If the source coder considers only the different symbol probabilities, but not the correlation between symbols, then $L_{\rm M} ≥ H_1$ ⇒ $\text{first entropy approximation}$.

$\text{Example 7:}$ For a quaternary source with the symbol probabilities

$$p_{\rm A} = 2^{-1}\hspace{0.05cm}, \hspace{0.2cm}p_{\rm B} = 2^{-2}\hspace{0.05cm}, \hspace{0.2cm}p_{\rm C} = p_{\rm D} = 2^{-3} \hspace{0.3cm} \Rightarrow \hspace{0.3cm} H = H_1 = 1.75\,\, {\rm bit/source\hspace{0.15cm} symbol} $$

equality in the above equation ⇒ $L_{\rm M} = H$ results, if for example the following assignment is chosen:

$$\boldsymbol{\rm A } \hspace{0.15cm} \Rightarrow \hspace{0.15cm} 0 \hspace{0.05cm}, \hspace{0.2cm}\boldsymbol{\rm B } \hspace{0.15cm} \Rightarrow \hspace{0.15cm} 10 \hspace{0.05cm}, \hspace{0.2cm}\boldsymbol{\rm C} \hspace{0.15cm} \Rightarrow \hspace{0.15cm} 110 \hspace{0.05cm}, \hspace{0.2cm}\boldsymbol{\rm D }\hspace{0.15cm} \Rightarrow \hspace{0.15cm} 111 \hspace{0.05cm}. $$

In contrast, with the same mapping and

$$p_{\rm A} = 0.4\hspace{0.05cm}, \hspace{0.2cm}p_{\rm B} = 0.3\hspace{0.05cm}, \hspace{0.2cm}p_{\rm C} = 0.2 \hspace{0.05cm}, \hspace{0.2cm}p_{\rm D} = 0.1\hspace{0.05cm} \hspace{0.3cm} \Rightarrow \hspace{0.3cm} H = 1.845\,\, {\rm bit/source\hspace{0.15cm}symbol}$$

the average code word length

$$L_{\rm M} = 0.4 \cdot 1 + 0.3 \cdot 2 + 0.2 \cdot 3 + 0.1 \cdot 3 = 1.9\,\, {\rm bit/source\hspace{0.15cm}symbol}\hspace{0.05cm}. $$

Because of the unfavorably chosen symbol probabilities (no powers of two) ⇒ $L_{\rm M} > H$.

Character encodings according to Bacon/Bandot, Morse and Huffman

$\text{Example 8:}$ We will look at some very early attempts at source encoding for the transmission of natural texts, based on the letter frequencies given in the table.
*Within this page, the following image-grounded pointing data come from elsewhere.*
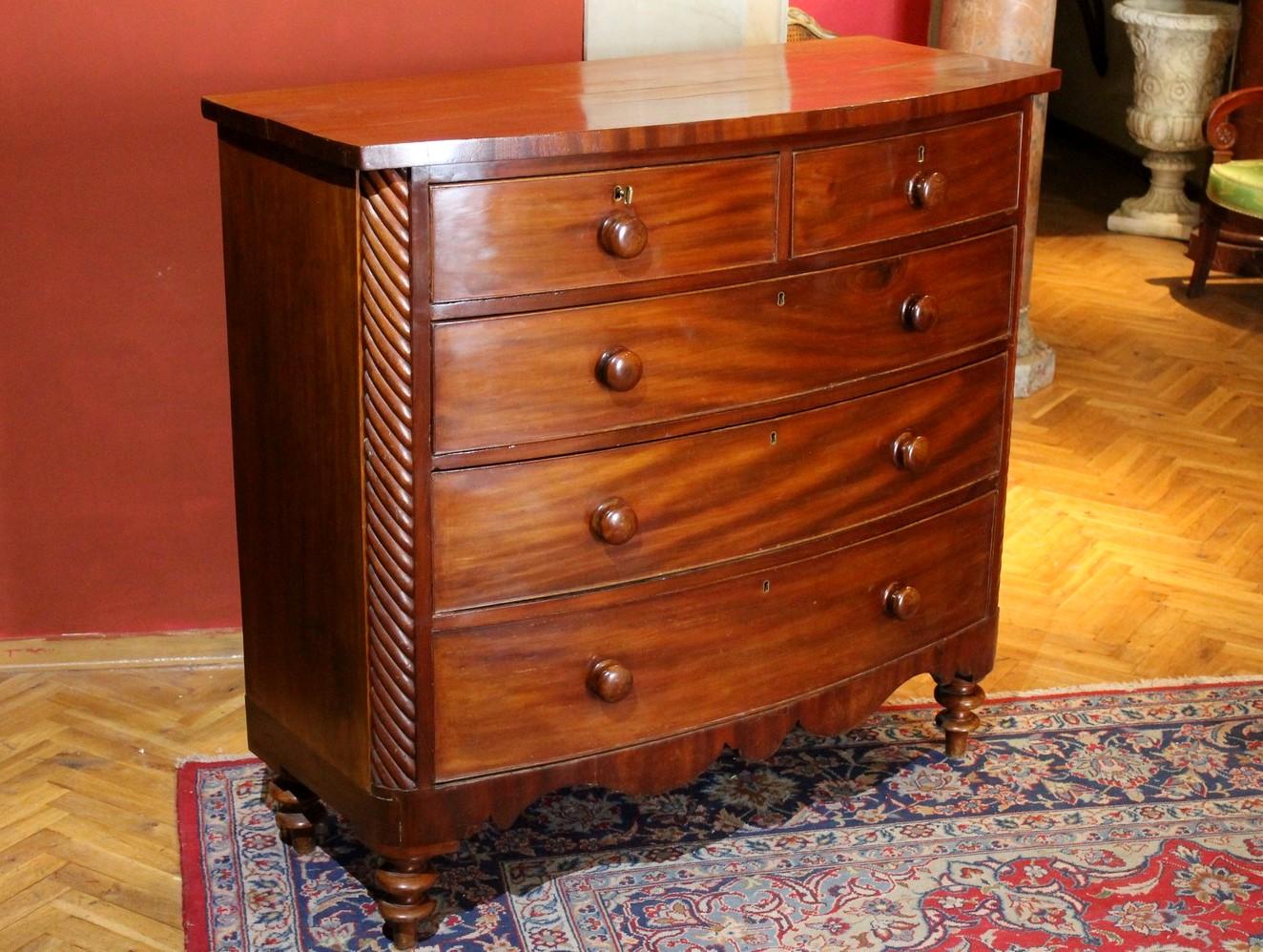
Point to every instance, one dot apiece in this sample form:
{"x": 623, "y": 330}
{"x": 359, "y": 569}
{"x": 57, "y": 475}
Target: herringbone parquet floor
{"x": 1134, "y": 550}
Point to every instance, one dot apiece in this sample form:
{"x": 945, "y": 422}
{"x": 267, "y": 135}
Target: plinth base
{"x": 1153, "y": 223}
{"x": 1035, "y": 370}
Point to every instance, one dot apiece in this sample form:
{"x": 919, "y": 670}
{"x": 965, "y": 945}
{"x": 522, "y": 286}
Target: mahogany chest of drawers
{"x": 589, "y": 418}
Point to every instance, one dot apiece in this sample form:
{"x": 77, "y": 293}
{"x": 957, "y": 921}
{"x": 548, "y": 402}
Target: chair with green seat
{"x": 1232, "y": 186}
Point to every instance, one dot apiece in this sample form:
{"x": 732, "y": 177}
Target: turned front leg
{"x": 960, "y": 697}
{"x": 299, "y": 812}
{"x": 404, "y": 880}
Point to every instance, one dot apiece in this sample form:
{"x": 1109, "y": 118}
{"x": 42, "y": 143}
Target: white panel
{"x": 622, "y": 28}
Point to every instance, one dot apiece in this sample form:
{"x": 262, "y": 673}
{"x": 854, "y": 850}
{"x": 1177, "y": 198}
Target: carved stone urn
{"x": 1181, "y": 50}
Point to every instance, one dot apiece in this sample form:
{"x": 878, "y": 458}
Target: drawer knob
{"x": 920, "y": 312}
{"x": 614, "y": 522}
{"x": 619, "y": 369}
{"x": 901, "y": 601}
{"x": 927, "y": 190}
{"x": 911, "y": 452}
{"x": 623, "y": 234}
{"x": 609, "y": 681}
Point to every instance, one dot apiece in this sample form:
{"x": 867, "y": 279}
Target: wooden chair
{"x": 1232, "y": 184}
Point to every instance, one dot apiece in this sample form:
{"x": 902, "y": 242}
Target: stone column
{"x": 1020, "y": 31}
{"x": 1181, "y": 50}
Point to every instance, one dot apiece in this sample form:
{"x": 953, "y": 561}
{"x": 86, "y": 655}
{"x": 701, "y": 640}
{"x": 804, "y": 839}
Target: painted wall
{"x": 897, "y": 19}
{"x": 115, "y": 463}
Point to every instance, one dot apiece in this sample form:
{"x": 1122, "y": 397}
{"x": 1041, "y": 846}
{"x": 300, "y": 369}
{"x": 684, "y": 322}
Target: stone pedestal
{"x": 1020, "y": 31}
{"x": 1181, "y": 51}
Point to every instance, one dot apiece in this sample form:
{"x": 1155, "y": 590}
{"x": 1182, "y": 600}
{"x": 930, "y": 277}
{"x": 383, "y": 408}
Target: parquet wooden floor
{"x": 1134, "y": 550}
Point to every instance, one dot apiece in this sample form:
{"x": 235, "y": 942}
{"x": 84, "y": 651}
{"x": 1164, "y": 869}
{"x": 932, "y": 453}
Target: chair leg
{"x": 1211, "y": 219}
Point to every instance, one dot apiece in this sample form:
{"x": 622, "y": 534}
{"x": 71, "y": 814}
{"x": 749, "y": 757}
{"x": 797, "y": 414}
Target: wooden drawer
{"x": 523, "y": 235}
{"x": 525, "y": 530}
{"x": 511, "y": 381}
{"x": 515, "y": 694}
{"x": 850, "y": 195}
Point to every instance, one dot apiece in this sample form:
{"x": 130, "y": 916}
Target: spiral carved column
{"x": 388, "y": 476}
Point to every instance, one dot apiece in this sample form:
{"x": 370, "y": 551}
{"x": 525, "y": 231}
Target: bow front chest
{"x": 589, "y": 418}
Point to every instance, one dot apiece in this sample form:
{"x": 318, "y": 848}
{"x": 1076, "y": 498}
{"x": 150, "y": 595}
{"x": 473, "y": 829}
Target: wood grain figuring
{"x": 518, "y": 694}
{"x": 538, "y": 234}
{"x": 850, "y": 195}
{"x": 712, "y": 350}
{"x": 389, "y": 475}
{"x": 1134, "y": 550}
{"x": 522, "y": 530}
{"x": 614, "y": 570}
{"x": 295, "y": 365}
{"x": 622, "y": 105}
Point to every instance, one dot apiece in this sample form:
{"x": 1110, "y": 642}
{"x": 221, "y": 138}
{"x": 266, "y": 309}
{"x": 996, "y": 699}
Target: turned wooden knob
{"x": 623, "y": 234}
{"x": 614, "y": 522}
{"x": 920, "y": 312}
{"x": 609, "y": 681}
{"x": 927, "y": 190}
{"x": 619, "y": 369}
{"x": 911, "y": 452}
{"x": 901, "y": 601}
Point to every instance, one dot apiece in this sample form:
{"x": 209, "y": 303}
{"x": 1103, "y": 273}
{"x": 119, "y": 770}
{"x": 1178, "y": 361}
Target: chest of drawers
{"x": 589, "y": 418}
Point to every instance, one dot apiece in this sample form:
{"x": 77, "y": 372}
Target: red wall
{"x": 899, "y": 19}
{"x": 115, "y": 466}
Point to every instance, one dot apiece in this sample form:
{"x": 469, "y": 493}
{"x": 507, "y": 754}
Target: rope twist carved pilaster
{"x": 388, "y": 475}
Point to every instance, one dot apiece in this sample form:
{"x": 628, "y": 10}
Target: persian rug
{"x": 1102, "y": 818}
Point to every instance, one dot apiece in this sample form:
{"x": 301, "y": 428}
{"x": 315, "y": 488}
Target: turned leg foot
{"x": 960, "y": 697}
{"x": 297, "y": 810}
{"x": 404, "y": 885}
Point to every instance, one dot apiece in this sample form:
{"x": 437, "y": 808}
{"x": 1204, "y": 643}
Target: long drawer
{"x": 530, "y": 692}
{"x": 523, "y": 530}
{"x": 552, "y": 233}
{"x": 850, "y": 195}
{"x": 511, "y": 381}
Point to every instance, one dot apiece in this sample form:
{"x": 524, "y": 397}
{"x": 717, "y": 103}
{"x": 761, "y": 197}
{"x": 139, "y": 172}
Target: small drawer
{"x": 554, "y": 374}
{"x": 850, "y": 195}
{"x": 525, "y": 530}
{"x": 538, "y": 691}
{"x": 553, "y": 233}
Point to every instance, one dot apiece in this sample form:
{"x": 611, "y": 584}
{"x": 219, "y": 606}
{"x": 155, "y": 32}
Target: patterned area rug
{"x": 1113, "y": 819}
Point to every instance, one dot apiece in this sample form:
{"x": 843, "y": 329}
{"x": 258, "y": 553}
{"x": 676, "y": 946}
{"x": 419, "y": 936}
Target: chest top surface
{"x": 614, "y": 105}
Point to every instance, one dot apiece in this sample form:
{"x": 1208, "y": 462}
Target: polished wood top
{"x": 614, "y": 105}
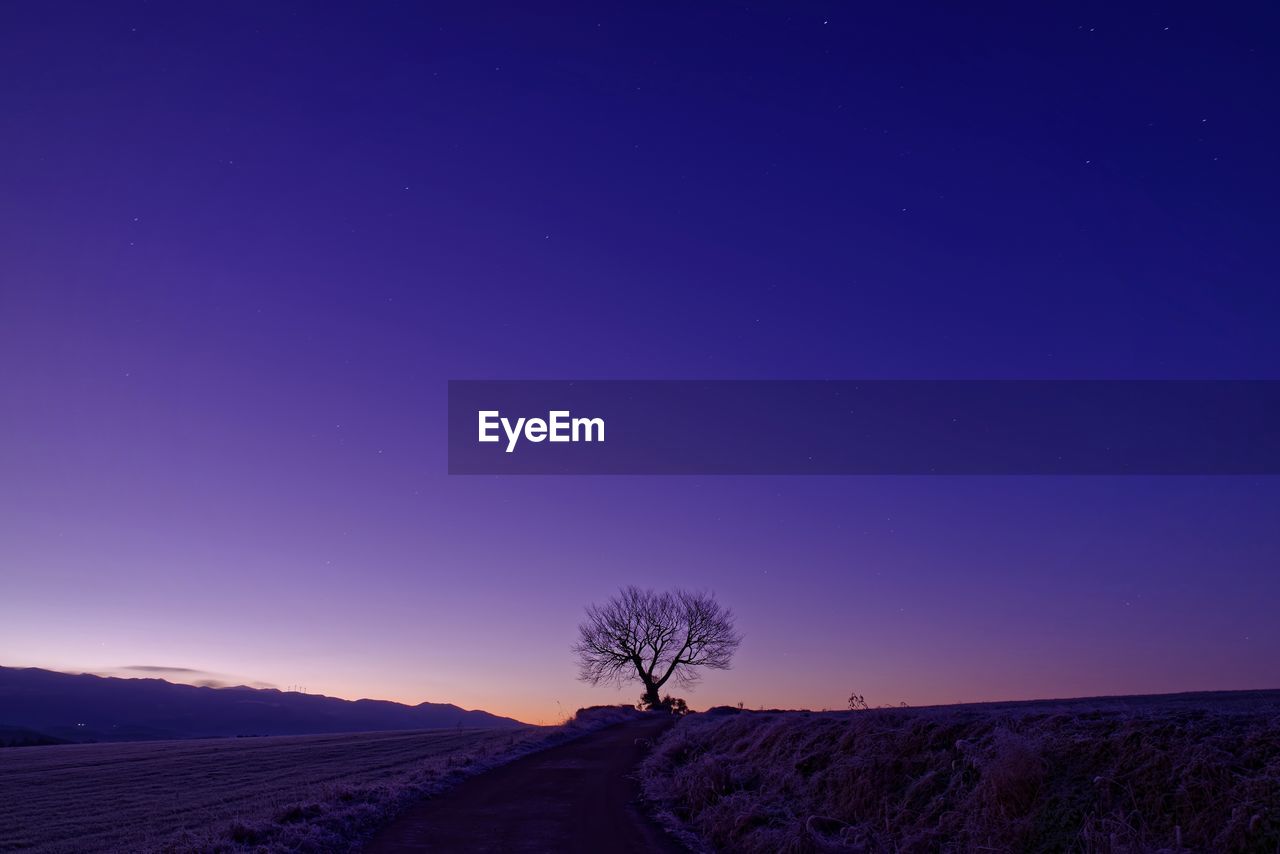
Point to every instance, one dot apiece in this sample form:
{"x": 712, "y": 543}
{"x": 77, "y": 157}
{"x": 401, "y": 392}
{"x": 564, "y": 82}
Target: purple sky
{"x": 242, "y": 251}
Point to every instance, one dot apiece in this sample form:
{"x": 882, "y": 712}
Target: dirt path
{"x": 577, "y": 798}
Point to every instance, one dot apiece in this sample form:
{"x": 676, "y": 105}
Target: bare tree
{"x": 654, "y": 638}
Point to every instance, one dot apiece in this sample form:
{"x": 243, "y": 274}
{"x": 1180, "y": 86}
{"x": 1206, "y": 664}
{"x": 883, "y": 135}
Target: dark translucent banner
{"x": 858, "y": 427}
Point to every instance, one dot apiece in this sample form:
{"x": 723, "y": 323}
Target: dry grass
{"x": 1106, "y": 776}
{"x": 323, "y": 793}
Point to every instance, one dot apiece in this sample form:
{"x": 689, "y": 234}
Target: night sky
{"x": 243, "y": 247}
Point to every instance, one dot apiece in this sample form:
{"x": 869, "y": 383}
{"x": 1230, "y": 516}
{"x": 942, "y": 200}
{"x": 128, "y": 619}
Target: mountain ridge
{"x": 87, "y": 707}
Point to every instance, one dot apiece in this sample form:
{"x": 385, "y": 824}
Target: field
{"x": 321, "y": 793}
{"x": 1161, "y": 773}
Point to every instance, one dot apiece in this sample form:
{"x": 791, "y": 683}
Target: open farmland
{"x": 318, "y": 791}
{"x": 1196, "y": 772}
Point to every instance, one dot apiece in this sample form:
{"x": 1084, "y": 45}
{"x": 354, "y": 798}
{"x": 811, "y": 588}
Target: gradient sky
{"x": 243, "y": 246}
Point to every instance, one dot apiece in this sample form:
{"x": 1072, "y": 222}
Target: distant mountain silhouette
{"x": 99, "y": 708}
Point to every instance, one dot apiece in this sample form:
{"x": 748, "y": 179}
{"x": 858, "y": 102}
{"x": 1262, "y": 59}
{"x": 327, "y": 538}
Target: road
{"x": 579, "y": 798}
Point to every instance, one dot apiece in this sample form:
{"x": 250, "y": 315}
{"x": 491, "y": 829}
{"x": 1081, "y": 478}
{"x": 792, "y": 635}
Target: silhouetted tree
{"x": 654, "y": 638}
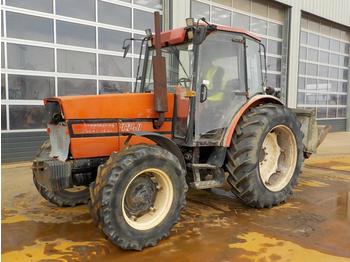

In the literature many different frequencies are found, also because, the investigations were carried out for different languages.
Mostly, however, the list starts with the blank and "E" and ends with letters like "X", "Y" and "Q".

Please note the following about this table:

The entropy of this alphabet with $M = 27$ characters will be $H≈ 4 \, \rm bit/character$. We have only estimated this value. $\text{Francis Bacon}$ had already given a binary code in 1623, where each letter is represented by five bits: $L_{\rm M} = 5$.
About 250 years later $\text{Jean-Maurice-Émile Baudot}$ adopted this code, which was later standardized for the entire telegraphy. One consideration important to him was that a code with a uniform five binary characters per letter is more difficult for an enemy to decipher, since he cannot draw conclusions about the transmitted character from the frequency of its occurrence.
The last line in the above table gives an exemplary $\text{Huffman code}$ for the above frequency distribution. Probable characters like "E" or "N" and also the "Blank" are represented with three bits only, the rare "Q" on the other hand with eleven bits.
The average code word length $L_{\rm M} = H + ε$ is slightly larger than $H$, whereby we will not go into more detail here about the small positive quantity $ε$. Only this much: There is no prefix-free code with smaller average word length than the Huffman code.
Also $\text{Samuel Morse}$ took into account the different frequencies in his code for telegraphy, already in the 1830s. The Morse code of each character consists of two to four binary characters, which are designated here according to the application with dot ("short") and bar ("long").
It is obvious that for the Morse code $L_{\rm M} < 4$ will apply, according to the penultimate line. But this is connected with the fact that this code is not prefix-free. Therefore, the radio operator had to take a break between each "short-long" sequence so that the other station could decode the radio signal as well.